Wednesday, 6 January 2010

Plagiarism: timelines and historical events from text books

Question: "Is it plagiarism to read a section in a book and rewrite it in your own words? It's hard to change to the order around because it's in a timeline of events."

Answer:

This is a tough one....

Yes, it is plagiarism if you are copying word for word.

It could also be plagiarism if the timeline was a specific argument (i.e. it could be 'idea' plagiarism), as opposed to a historical report of events.

For example (assuming your own words):

11:05 John went to the pub
11:10 John ordered a pint
11:15 John sat down

would not be (in my opinion) plagiarism as you are reporting a series of events.

But, if Calvert in a paper in 2010 reported:

"1920 X was discovered by Smith in London
1933 Y was discovered by Jones in Paris
1977 Z was discovered by Brown in Tokyo

This led to the discovery of A by Morris in 2010"

And you wrote:

"The discovery of X in London by Smith in 1920, and the subsequent discoveries of Y by Jones in 1933 and Z by Brown in 1977, led to Morris discovering A in 2010."

Then although that wouldn't be 'text' plagiarism it would be 'idea' plagiarism as you are passing off the hard work and reading of Calvert as your own.
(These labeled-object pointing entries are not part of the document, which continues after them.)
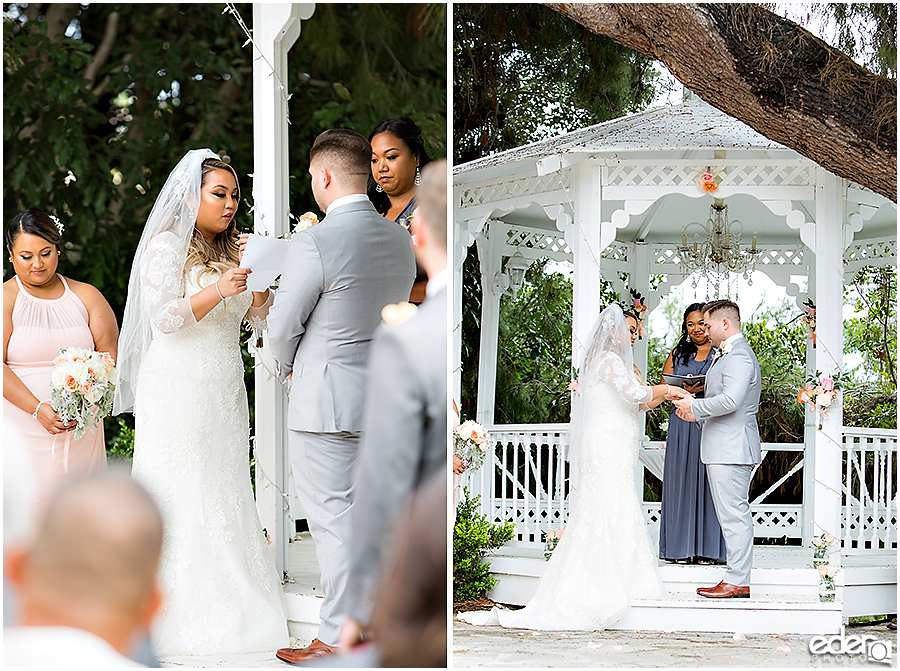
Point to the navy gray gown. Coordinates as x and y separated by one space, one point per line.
688 525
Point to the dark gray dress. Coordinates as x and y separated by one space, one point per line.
688 526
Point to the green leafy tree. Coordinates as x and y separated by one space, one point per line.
522 73
101 100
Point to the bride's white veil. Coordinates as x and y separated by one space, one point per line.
174 211
610 334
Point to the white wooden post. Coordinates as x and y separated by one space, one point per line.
585 246
491 263
275 29
810 426
829 278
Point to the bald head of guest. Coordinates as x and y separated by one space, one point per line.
93 562
430 223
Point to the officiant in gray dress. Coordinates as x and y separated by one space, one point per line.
689 531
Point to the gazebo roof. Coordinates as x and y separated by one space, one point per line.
691 131
689 126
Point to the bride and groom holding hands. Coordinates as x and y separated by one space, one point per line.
221 590
605 560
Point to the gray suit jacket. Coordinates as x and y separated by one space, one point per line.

The correct way to report this would be:

"The discovery of X in London by Smith in 1920, and the subsequent discoveries of Y by Jones in 1933 and Z by Brown in 1977, led to Morris discovering A in 2010 (Calvert, 2010)."

That is, the inclusion of the reference of Calvert 'protects' against an accusation of 'idea' plagiarism, and putting the 'findings' in your own words 'protects' against 'text' plagiarism.

Alternatively, if you have made the connection between the events yourself (i.e. you have done all the hard work of finding the original papers and making the connections) then it would not plagiarism.